A multi-control climate policy process for a trusted decision maker

Henri Francois Drake , Ronald L. Rivest, John Deutch, Alan Edelman

Persistent greenhouse gas (GHG) emissions threaten global climate goals and have prompted consideration of climate controls supplementary to emissions mitigation. We present an idealized model of optimally-controlled climate change, which is complementary to simpler analytical models and more comprehensive Integrated Assessment Models. We show that the four methods of controlling climate damage– mitigation, carbon dioxide removal, adaptation, and solar radiation modification– are not interchangeable, as they enter at different stages of the causal chain that connects GHG emissions to climate damages.
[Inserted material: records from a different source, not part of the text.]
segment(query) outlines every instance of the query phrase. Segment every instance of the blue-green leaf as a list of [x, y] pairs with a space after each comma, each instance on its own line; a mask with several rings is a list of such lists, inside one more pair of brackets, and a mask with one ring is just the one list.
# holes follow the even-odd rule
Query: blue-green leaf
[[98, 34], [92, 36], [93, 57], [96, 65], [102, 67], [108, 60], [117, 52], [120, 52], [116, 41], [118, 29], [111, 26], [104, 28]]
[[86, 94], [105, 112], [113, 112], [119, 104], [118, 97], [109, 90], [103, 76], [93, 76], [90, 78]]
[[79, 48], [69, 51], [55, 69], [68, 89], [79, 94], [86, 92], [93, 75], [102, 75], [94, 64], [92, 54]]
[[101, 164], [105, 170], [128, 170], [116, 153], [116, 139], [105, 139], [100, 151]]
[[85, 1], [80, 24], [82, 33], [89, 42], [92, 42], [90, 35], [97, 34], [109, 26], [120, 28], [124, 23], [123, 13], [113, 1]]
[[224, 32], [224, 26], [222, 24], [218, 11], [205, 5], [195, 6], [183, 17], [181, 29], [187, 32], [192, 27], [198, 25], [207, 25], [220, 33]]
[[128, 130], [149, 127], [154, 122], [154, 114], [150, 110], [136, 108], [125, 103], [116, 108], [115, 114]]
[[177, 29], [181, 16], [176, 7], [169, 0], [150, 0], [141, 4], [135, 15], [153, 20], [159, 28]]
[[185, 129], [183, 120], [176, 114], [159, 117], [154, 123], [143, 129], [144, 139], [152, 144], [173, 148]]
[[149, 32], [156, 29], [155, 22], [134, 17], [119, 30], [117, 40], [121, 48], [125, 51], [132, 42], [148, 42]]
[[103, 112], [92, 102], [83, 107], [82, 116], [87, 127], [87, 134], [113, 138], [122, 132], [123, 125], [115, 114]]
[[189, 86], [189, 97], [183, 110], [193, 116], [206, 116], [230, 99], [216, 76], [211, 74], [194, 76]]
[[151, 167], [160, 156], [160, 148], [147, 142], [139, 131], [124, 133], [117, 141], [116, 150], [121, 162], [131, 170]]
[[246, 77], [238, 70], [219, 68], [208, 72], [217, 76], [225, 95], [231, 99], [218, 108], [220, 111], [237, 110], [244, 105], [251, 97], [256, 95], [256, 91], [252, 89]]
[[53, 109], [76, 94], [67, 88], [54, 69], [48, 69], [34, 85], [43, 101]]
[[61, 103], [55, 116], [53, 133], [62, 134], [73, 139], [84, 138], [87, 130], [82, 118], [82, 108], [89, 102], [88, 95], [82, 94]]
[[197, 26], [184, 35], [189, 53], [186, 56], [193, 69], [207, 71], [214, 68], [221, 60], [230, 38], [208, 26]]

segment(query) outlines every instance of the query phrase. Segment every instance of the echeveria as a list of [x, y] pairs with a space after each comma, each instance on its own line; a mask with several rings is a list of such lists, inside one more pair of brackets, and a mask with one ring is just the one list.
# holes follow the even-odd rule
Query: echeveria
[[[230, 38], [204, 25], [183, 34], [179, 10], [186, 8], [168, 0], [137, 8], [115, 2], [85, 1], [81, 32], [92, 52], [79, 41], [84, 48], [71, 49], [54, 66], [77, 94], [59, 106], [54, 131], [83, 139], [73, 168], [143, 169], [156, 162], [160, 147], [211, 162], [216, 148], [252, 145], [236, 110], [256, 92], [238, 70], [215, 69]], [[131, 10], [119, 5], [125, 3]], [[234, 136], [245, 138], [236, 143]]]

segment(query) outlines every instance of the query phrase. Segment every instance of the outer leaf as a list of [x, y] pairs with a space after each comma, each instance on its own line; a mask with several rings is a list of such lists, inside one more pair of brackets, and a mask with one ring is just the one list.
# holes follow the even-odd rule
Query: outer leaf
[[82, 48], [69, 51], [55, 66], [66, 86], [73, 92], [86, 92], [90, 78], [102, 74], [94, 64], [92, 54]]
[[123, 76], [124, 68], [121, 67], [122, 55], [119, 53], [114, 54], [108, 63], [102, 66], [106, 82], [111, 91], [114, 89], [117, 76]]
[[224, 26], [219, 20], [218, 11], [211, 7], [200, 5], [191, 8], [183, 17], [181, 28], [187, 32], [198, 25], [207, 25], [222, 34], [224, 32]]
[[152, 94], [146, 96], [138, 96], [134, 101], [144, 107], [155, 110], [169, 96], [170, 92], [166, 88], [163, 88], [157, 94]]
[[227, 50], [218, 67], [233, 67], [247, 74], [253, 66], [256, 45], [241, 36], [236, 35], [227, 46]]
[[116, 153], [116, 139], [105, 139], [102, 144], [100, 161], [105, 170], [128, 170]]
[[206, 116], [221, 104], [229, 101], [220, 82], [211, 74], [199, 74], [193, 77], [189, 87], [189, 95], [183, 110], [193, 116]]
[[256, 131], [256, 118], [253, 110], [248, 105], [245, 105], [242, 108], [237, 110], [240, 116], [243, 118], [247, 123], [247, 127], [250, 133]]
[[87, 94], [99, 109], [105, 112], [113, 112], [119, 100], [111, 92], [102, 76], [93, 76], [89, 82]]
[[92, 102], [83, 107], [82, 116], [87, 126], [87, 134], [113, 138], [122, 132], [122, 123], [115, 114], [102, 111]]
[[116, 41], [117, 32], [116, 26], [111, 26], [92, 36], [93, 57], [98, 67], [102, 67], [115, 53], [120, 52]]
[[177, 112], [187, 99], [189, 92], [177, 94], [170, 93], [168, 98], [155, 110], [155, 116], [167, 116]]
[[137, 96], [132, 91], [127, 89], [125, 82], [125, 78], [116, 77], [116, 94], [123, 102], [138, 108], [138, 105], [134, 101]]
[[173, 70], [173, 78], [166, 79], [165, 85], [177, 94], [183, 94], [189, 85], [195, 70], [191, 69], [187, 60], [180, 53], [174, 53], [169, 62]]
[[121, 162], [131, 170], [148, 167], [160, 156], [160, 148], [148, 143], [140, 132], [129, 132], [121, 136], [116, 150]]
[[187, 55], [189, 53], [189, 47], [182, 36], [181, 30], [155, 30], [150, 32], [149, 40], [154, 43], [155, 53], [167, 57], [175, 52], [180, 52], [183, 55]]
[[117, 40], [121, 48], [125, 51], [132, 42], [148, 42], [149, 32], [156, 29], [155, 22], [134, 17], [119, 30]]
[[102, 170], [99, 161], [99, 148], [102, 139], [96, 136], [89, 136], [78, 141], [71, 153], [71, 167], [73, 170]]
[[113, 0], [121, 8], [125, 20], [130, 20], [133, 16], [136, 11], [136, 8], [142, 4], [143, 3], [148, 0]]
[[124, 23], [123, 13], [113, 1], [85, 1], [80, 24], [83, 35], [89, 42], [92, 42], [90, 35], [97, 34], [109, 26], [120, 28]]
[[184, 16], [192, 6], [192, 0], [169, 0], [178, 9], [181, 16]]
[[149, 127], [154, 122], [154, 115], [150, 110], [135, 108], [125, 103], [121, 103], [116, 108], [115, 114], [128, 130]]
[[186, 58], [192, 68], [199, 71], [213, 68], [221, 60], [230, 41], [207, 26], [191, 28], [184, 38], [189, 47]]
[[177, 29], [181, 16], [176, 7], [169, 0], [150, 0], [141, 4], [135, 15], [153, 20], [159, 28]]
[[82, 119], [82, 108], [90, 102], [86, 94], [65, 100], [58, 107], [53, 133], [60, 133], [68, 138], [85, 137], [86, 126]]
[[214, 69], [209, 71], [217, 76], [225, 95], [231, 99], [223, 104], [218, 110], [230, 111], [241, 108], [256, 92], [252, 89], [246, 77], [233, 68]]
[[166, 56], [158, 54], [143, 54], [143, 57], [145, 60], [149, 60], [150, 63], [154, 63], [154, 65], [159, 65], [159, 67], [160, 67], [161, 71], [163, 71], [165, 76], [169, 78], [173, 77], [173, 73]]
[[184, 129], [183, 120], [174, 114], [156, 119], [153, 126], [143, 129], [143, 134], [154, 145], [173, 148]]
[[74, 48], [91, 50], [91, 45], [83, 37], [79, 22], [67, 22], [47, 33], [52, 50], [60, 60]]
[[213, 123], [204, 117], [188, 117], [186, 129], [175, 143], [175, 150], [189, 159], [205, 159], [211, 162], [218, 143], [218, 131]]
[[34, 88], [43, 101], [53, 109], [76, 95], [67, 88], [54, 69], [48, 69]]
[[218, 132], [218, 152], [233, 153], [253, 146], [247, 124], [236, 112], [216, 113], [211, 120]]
Early and aggressive mitigation is always necessary to stabilize GHG concentrations at a tolerable level. The most cost-effective way of keeping warming below 2 degrees Celsius is a combination of all four controls; omitting solar radiation modification– a particularly contentious climate control– increases net control costs by 31%. At low discount rates, near-term mitigation and carbon dioxide removal are used to permanently reduce the warming effect of GHGs. At high discount rates, however, GHGs concentrations increase rapidly and future generations are required to use solar radiation modification to offset a large greenhouse effect. We propose a policy response process wherein climate policy decision-makers re-adjust their policy prescriptions over time based on evolving climate outcomes and revised model assumptions. We demonstrate the utility of the process by applying it to three hypothetical scenarios in which model biases in 1) baseline emissions, 2) geoengineering (CDR and SRM) costs, and 3) climate feedbacks are revealed over time and control policies are re-adjusted accordingly.